The heap-less variant as well as UdpSocket have some implementation subtleties. For example, my initial implementation of UdpSocket was as follows:


1
2
3
4
5

pub struct UdpSocket<'a> {
    rx_buffer: Managed<'a, [UdpBuffer<'a>]>,
    tx_buffer: Managed<'a, [UdpBuffer<'a>]>,
    // ...
}

While it’s not incorrect at the first glance (and indeed the library code typechecks), trying to use this implementation without a heap would run into a snag: the lifetimes of the buffer and the buffer container get tied together, and borrow checker rejects the code with “dropped here while still borrowed”.

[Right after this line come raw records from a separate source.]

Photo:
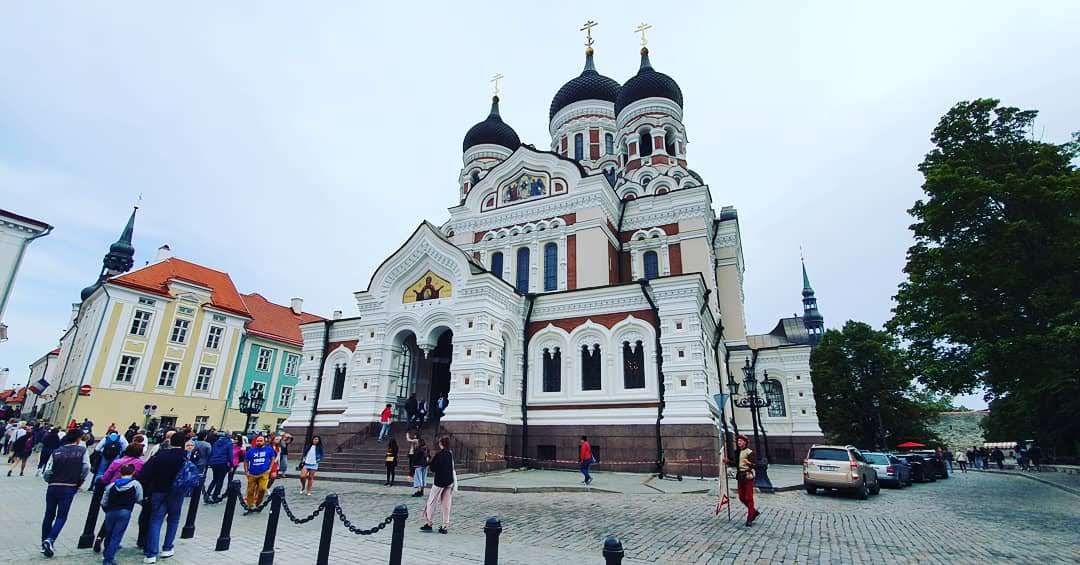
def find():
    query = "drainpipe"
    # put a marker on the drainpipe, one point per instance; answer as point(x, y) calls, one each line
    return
point(660, 374)
point(232, 382)
point(327, 324)
point(97, 333)
point(525, 379)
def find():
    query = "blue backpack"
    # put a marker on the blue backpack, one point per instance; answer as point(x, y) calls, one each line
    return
point(187, 479)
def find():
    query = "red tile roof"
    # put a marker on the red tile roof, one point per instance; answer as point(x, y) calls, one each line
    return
point(274, 321)
point(154, 279)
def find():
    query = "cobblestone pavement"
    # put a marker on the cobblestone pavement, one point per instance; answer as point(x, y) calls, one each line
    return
point(973, 518)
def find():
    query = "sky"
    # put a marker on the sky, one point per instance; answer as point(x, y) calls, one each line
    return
point(295, 146)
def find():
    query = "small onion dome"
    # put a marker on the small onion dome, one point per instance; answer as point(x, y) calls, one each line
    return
point(491, 131)
point(589, 85)
point(647, 83)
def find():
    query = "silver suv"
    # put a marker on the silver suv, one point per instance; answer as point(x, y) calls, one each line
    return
point(839, 467)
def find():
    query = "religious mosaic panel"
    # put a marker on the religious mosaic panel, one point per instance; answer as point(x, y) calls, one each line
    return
point(430, 286)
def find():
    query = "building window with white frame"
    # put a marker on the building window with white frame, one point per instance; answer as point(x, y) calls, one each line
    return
point(126, 371)
point(140, 322)
point(214, 337)
point(179, 334)
point(204, 378)
point(292, 363)
point(262, 364)
point(285, 398)
point(167, 377)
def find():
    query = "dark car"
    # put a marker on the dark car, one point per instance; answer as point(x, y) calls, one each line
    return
point(920, 468)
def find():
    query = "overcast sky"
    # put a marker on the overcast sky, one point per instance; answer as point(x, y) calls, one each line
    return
point(295, 147)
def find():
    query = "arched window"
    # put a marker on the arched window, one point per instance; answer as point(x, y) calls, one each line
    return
point(497, 264)
point(591, 367)
point(774, 392)
point(338, 389)
point(644, 144)
point(633, 365)
point(523, 270)
point(551, 267)
point(651, 265)
point(552, 370)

Similarly, writing the initialization code with the statements interleaved like this won’t work, even if it may look more natural:


1
2
3
4
5
6
7
8
9
10

fn main() {
    let mut tx_buffer_data = [0; 2048];
    let tx_buffer = UdpBuffer::new(&mut tx_buffer_data[..]);
    let mut tx_buffers = [tx_buffer];
    let mut rx_buffer_data = [0; 2048];
    let rx_buffer = UdpBuffer::new(&mut rx_buffer_data[..]);
    let mut rx_buffers = [rx_buffer];
    let socket = UdpSocket::new(&mut tx_buffers[..], &mut rx_buffers[..]);
    // ...
}

In this case, while the lifetime of individual UdpBuffers is always longer than the lifetime of their data, the unified lifetime of both UdpBuffers is not longer than the unified lifetime of their data.

Conclusions

Rust admits a highly ergonomic interface for logically owning collections that works both with code that has a heap, and code that does not.
Logical ownership of collections is composable, although every level of nesting requires adding another lifetime parameter; this may result in issues when using e.g. trait associated types.
Using logical ownership with mutable pointers has some minor pitfalls due to how lifetimes are unified.
The implementation of Managed<T> requires a feature flag and changes depending on whether libstd is available; however, since it is desirable that Managed<T> would be available on systems without libstd, and that means that the Managed::Owned variant would switch between std::boxed::Box and alloc::boxed::Box, which requires a feature flag anyway.

Future work

I am planning to extract Managed<T> as a separate library; see the rust-managed repository.